Campus Speech

California University System Pays Pro-Life Student $240,000 in Out of Court Settlement

California San Marcos
The official California State University San Marcos logo. 22 December 2009. Wikimedia Commons.

The California State University system and California State University, San Marcos have agreed to pay $240,000 in a out-of-court settlement with a student who sued the university in 2017 after he was denied student funding to host an anti-abortion speaker on campus. 

The 2017 lawsuit challenged the school’s Student Activity Fee Policy, claiming that it lacked “objective criteria, factors, or standards” necessary for a university to fund student groups in a viewpoint-neutral manner. 

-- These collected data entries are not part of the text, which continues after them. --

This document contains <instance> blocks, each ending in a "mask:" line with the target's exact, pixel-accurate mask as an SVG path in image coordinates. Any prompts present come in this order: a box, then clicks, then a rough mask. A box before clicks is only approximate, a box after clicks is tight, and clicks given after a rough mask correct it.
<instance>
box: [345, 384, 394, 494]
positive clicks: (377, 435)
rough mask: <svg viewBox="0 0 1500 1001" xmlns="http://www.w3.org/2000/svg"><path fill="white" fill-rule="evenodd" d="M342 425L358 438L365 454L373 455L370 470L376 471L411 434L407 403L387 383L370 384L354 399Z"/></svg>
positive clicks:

“The policy affords unbridled discretion to favor certain viewpoints by creating student-run ‘centers’ like the Gender Equity Center and the LGBTQA Pride Center, funding them through Student Activity Fees, and creating different rules governing their use of student fees inapplicable to other student groups,” the complaint argued.

According to the complaint, the university spent almost $300,000 on pro-choice and LGBTQ events in the 2016-2017 academic year, but denied Nathan Apodaca and his group, Students for Life, the $500 they requested to host pro-life speaker and University of North Carolina-Wilmington Professor Mike Adams.

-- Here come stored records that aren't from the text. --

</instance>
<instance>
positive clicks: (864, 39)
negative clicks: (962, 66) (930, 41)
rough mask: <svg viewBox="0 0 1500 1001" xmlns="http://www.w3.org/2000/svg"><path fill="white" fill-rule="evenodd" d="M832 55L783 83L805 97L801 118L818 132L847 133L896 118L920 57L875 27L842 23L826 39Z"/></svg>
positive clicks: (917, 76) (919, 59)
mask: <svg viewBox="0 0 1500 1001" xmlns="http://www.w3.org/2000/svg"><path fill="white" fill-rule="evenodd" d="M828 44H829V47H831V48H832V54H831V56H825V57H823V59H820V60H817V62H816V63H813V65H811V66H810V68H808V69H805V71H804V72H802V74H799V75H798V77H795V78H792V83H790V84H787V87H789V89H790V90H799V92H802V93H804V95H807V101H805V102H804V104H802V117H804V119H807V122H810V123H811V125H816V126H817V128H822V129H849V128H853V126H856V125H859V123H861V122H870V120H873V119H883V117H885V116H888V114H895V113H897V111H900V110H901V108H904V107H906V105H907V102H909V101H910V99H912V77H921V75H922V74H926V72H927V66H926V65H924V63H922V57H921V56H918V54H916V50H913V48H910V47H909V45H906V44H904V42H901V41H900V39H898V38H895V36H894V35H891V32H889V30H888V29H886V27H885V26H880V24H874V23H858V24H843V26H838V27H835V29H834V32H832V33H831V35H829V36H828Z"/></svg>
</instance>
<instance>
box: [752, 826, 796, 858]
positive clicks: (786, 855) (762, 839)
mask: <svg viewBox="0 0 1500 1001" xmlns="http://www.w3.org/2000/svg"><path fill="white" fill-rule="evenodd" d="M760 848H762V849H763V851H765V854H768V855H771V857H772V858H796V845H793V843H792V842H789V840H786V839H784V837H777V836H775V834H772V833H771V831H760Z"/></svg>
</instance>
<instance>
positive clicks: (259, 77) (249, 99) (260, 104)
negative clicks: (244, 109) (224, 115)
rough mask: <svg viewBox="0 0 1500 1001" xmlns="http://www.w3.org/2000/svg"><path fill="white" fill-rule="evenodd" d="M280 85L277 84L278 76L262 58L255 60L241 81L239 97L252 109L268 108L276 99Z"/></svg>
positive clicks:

Apodaca was represented by the Alliance in Defense of Freedom, a conservative legal organization known for defending a cakeshop owner’s right to deny service to a gay couple in the 2017 U.S. Supreme Court case, Masterpiece Cakeshop v. Colorado Civil Rights Commission.

According to The San Diego Union-Tribune, university officials at CSU San Marcos have agreed to change their policies to prevent viewpoint discrimination in the future. The settlement will also affect other universities in the state, requiring them distribute all student activity funds in a viewpoint neutral manner.

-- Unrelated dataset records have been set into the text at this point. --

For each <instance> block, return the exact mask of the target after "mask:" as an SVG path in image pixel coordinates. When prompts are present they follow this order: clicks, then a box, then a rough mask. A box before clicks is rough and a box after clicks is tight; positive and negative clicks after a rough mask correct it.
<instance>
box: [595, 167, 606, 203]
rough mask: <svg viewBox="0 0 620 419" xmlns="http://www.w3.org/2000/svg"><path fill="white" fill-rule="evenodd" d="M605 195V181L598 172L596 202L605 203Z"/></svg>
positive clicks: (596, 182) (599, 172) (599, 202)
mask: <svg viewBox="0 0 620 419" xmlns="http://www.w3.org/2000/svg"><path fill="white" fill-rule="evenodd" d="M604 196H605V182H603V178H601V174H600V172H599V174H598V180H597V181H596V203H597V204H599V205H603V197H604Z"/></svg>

In an interview with The San Diego Union-Tribune, Alliance Defending Freedom attorney Caleb Dalton said the new policy would benefit all students.

“The university system’s policy changes don’t simply benefit our clients but also benefit any student with a minority viewpoint and every citizen who cares about dialogue and intellectual freedom within our public colleges and university communities,” Dalton told The San Diego Union-Tribune.